Over the past four years, the Foreign Service and Civil Service lost a combined 408 employees who were posted abroad, roughly 4.5 percent of the State Department’s overseas work force, according to the department’s Bureau of Human Resources. “A lot of those roles would be consular,” Mr. Bruen said. “That’s going to be felt.”
On top of the staffing shortage, consulates face a budget crisis. Consular operations are funded by fees collected to process visas — including tourism and other nonimmigrant visas — which total about $3.5 billion per year. As a result of the pandemic, State Department officials anticipated losses of about $1.4 billion in 2020 and continued losses through at least 2022.
Even if Congress were to allocate emergency funding, a hiring surge would not be felt immediately. “It takes an extraordinary amount of time to bring new officers on board,” Mr. Bruen said. With limited exceptions, he said, it takes about two years for new diplomats to pass the foreign service exam and complete the required training and security clearance. “I think that backlog is going to be with us for a while.”
Bruce Morrison, a former congressman from Connecticut who wrote the country’s last major immigration reform, in 1990, described the backlog and the situation at consulates as a “collapse of the system.”
Before the pandemic, the spouses of U.S. citizens, who are among the immigration system’s most prioritized visa applicants, generally waited 11 to 17 months for a visa, according to Boundless, a Seattle-based immigration services company. Immigration experts and former consular officers said they expected the current backlog to add at least a year to the process for new applicants. “It means the people starting the process right now are going to have to wait a really long time — much longer than in the past,” Mr. Richardson said.
To address the backlog, immigrant advocates are pushing for major changes to the visa adjudication process.

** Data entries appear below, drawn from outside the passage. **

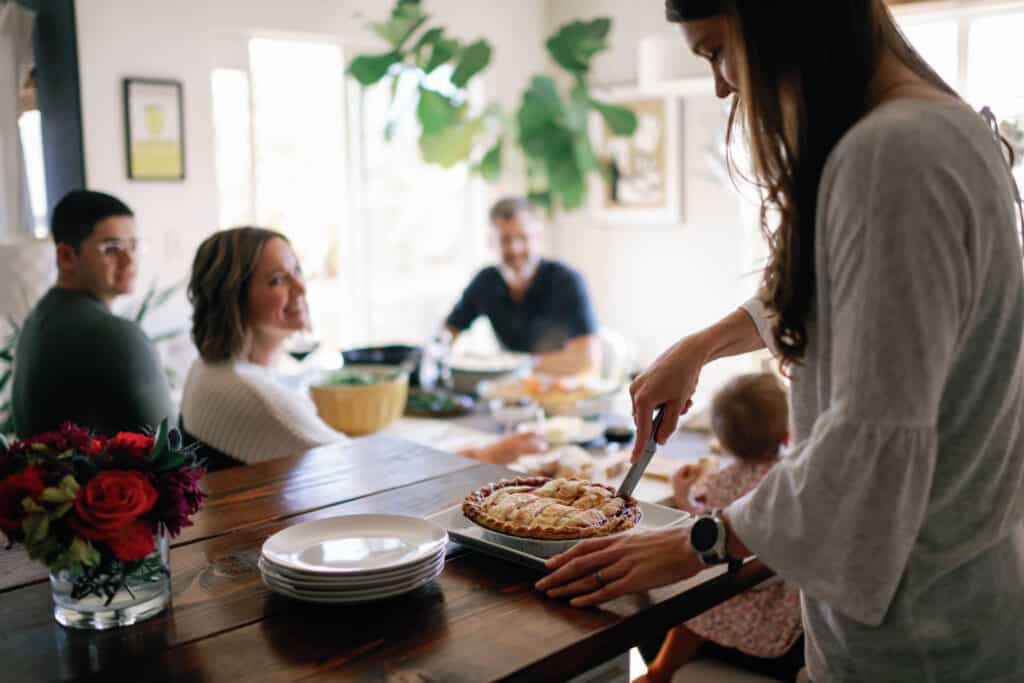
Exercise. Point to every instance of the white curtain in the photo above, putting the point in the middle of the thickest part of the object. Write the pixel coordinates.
(15, 66)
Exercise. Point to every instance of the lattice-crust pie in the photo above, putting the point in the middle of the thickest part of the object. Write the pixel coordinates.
(551, 509)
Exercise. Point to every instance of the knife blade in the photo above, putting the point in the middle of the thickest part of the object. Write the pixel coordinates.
(637, 468)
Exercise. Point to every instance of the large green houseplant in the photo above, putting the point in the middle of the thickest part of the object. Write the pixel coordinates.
(550, 127)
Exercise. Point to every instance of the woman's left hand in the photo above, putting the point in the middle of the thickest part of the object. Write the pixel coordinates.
(601, 569)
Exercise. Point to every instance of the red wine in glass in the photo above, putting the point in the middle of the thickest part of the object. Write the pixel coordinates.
(301, 350)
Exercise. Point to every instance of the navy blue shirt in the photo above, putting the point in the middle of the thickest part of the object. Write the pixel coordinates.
(554, 309)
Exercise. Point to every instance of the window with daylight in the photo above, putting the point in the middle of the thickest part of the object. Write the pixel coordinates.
(386, 241)
(977, 47)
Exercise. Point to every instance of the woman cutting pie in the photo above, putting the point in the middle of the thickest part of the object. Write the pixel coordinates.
(894, 296)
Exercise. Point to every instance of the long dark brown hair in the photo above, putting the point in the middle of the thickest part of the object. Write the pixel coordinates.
(805, 72)
(218, 290)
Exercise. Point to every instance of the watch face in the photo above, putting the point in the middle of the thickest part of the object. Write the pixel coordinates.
(704, 535)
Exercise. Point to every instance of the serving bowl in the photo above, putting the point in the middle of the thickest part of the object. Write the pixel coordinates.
(363, 409)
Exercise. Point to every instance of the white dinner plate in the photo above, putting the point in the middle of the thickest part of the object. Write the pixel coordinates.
(560, 430)
(352, 579)
(354, 544)
(371, 584)
(348, 597)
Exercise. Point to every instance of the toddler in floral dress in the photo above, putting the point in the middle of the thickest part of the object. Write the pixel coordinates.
(750, 417)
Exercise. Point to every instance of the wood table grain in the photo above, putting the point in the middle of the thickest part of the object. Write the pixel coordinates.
(479, 621)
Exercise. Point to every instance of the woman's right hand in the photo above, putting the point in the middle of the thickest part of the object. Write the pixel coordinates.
(670, 381)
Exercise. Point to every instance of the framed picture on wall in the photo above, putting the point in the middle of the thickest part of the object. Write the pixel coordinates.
(645, 175)
(154, 129)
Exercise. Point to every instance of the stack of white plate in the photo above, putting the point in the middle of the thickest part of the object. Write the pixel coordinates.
(355, 558)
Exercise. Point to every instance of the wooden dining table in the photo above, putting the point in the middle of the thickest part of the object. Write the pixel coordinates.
(480, 621)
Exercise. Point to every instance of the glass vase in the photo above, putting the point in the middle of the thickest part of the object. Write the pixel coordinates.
(114, 594)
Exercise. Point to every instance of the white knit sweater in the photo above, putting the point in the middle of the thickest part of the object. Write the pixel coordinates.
(242, 410)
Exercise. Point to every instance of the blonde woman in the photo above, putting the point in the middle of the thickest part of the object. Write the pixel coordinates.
(248, 296)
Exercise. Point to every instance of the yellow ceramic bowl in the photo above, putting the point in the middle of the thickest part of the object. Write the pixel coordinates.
(363, 409)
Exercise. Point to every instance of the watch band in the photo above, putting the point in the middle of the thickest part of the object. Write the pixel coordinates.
(718, 554)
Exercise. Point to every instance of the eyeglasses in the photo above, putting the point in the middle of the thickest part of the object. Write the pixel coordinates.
(118, 248)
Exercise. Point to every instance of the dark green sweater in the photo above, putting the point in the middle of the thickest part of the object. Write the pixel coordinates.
(76, 360)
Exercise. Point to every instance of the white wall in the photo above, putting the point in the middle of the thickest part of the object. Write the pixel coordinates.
(657, 282)
(654, 283)
(184, 40)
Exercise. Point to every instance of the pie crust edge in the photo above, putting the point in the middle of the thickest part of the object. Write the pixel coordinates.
(472, 509)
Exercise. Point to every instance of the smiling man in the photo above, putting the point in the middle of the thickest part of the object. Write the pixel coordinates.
(75, 359)
(535, 305)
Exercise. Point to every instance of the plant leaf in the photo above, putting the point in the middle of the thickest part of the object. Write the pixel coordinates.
(576, 44)
(491, 166)
(428, 38)
(620, 120)
(444, 49)
(541, 200)
(435, 112)
(567, 181)
(473, 59)
(453, 145)
(369, 69)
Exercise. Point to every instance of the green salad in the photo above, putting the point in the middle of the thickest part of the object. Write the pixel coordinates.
(352, 378)
(432, 401)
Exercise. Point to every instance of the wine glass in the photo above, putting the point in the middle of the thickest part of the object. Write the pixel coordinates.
(301, 345)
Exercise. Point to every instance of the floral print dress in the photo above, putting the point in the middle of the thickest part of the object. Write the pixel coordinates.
(765, 621)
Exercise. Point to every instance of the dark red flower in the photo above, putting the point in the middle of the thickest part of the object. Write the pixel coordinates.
(133, 542)
(14, 488)
(110, 502)
(180, 498)
(131, 443)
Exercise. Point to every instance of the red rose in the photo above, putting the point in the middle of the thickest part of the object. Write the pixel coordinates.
(110, 502)
(14, 488)
(133, 543)
(138, 445)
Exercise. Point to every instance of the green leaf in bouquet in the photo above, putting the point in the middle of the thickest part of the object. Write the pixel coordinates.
(59, 511)
(577, 43)
(77, 555)
(159, 441)
(620, 120)
(436, 112)
(70, 485)
(473, 59)
(54, 495)
(172, 461)
(36, 526)
(369, 69)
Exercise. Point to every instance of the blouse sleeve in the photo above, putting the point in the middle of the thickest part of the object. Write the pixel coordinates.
(840, 516)
(756, 308)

First among their suggestions is to do away with the in-person interview, something other Western countries, including Canada, the United Kingdom and many European countries, have done.
“The personal interview has taken on almost mythic status in the U.S. visa process,” Bethany Milton, a former Foreign Service officer, wrote in an opinion piece last year, arguing that the requirement has become a hindrance. “It is increasingly difficult to justify in a digital age,” she wrote.

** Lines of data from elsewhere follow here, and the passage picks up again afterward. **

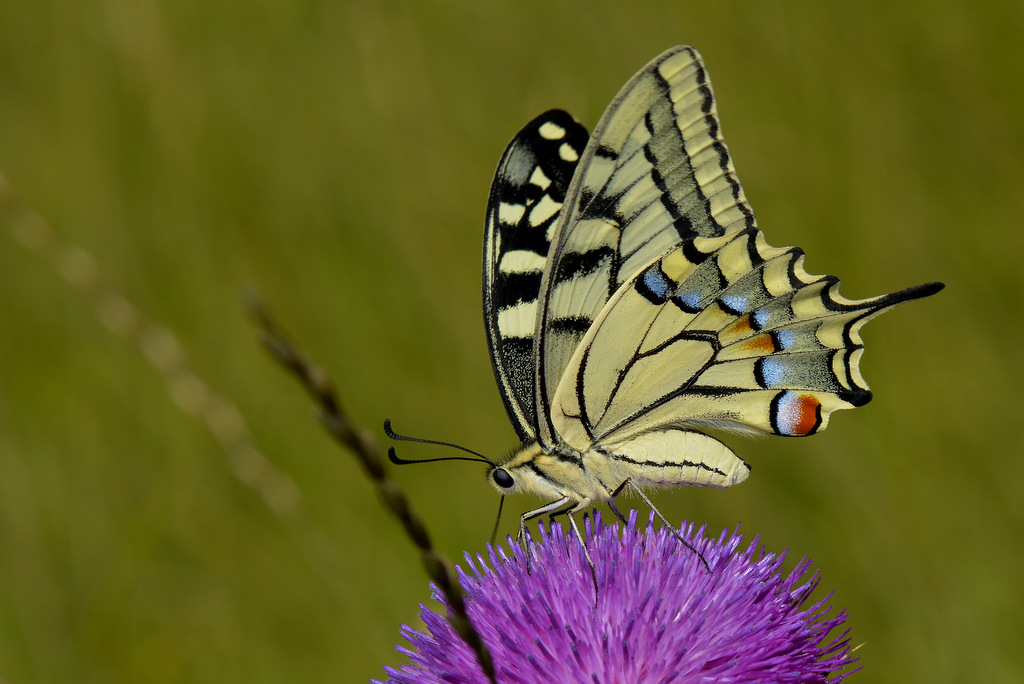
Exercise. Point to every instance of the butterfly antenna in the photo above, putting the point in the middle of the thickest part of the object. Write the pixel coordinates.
(404, 462)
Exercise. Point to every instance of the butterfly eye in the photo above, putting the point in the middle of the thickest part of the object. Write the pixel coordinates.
(502, 478)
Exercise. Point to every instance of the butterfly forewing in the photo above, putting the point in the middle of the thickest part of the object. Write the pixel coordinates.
(654, 174)
(526, 197)
(632, 302)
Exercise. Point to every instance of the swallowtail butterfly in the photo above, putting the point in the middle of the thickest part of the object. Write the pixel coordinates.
(631, 302)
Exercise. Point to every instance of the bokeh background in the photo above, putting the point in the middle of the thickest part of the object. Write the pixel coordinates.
(337, 156)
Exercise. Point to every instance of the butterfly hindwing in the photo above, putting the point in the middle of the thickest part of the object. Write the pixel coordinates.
(654, 174)
(723, 332)
(526, 198)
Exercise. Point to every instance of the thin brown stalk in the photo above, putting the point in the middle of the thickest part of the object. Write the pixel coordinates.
(370, 454)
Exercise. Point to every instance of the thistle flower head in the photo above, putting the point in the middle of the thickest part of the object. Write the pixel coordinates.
(658, 615)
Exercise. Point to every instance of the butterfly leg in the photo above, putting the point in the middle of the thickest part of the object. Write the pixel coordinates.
(611, 500)
(552, 508)
(668, 524)
(583, 542)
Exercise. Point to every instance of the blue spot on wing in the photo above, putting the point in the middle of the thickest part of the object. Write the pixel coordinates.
(655, 286)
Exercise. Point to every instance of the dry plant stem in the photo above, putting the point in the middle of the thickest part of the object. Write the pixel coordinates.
(371, 456)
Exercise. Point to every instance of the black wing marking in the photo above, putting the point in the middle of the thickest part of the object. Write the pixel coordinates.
(525, 202)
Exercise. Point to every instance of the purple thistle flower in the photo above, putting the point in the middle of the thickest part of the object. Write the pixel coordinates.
(659, 615)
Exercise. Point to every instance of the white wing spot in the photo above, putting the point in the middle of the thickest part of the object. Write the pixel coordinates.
(540, 179)
(510, 214)
(521, 261)
(551, 131)
(543, 210)
(518, 321)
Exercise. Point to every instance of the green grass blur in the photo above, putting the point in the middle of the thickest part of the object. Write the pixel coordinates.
(338, 157)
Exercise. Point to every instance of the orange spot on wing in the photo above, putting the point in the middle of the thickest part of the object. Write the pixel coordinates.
(808, 409)
(742, 326)
(762, 344)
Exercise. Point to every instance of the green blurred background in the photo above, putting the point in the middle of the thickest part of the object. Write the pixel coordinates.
(338, 157)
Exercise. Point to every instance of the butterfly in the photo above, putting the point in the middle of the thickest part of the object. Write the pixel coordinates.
(632, 303)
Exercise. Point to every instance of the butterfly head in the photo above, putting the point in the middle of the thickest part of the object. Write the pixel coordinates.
(529, 470)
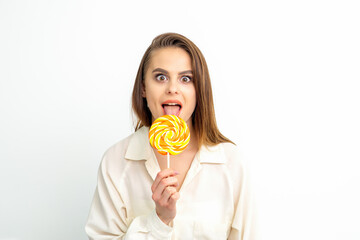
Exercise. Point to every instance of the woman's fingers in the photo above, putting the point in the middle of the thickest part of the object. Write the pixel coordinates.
(166, 196)
(163, 175)
(164, 185)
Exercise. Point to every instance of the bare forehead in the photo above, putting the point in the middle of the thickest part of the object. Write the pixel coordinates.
(170, 58)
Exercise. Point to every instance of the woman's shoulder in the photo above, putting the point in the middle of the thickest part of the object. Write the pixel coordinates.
(115, 156)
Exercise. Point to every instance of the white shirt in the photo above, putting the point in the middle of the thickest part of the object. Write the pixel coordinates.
(215, 198)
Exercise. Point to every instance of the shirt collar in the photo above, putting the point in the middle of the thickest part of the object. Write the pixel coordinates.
(140, 149)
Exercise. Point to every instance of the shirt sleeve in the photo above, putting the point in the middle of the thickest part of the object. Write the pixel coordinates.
(245, 223)
(108, 215)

Advocates and former consular officers have suggested that remote interviews could be offered to all immigrant visa applicants, and that interviews could be waived for certain immigrant categories where fraud is uncommon, such as people over age 65, or for specific individuals at the discretion of the consular officer.
But the State Department official said there was a reason face-to-face contact was required. “Consular officers are trained to examine all available information,” the official said, including the applicant’s body language and their choice of words, which the officer uses to evaluate potential risks to national security.
For some of the families left in limbo, the impact of long separations can never be undone. When Ms. Beyene arrived in the United States from Eritrea with her 1-year-old son in 2017, she had dreams of going to nursing school and renting an apartment to share with her family.
Four years on, she is still living as a single parent, sharing a bedroom with her children and working nights to make ends meet. In 2018, Ms. Beyene, who is a permanent U.S. resident, gave birth to a daughter alone in a San Francisco hospital. Her children are now 2 and 5.
“I wanted my husband there for our babies’ growth,” she said. For now, the family continues to wait. “When we go to the park or I drop my son off at school, he sees kids with their fathers and asks me when his dad will come home,” Ms. Beyene said. “I can see in his eyes how sad he is and I feel powerless.”
Miriam Jordan contributed reporting.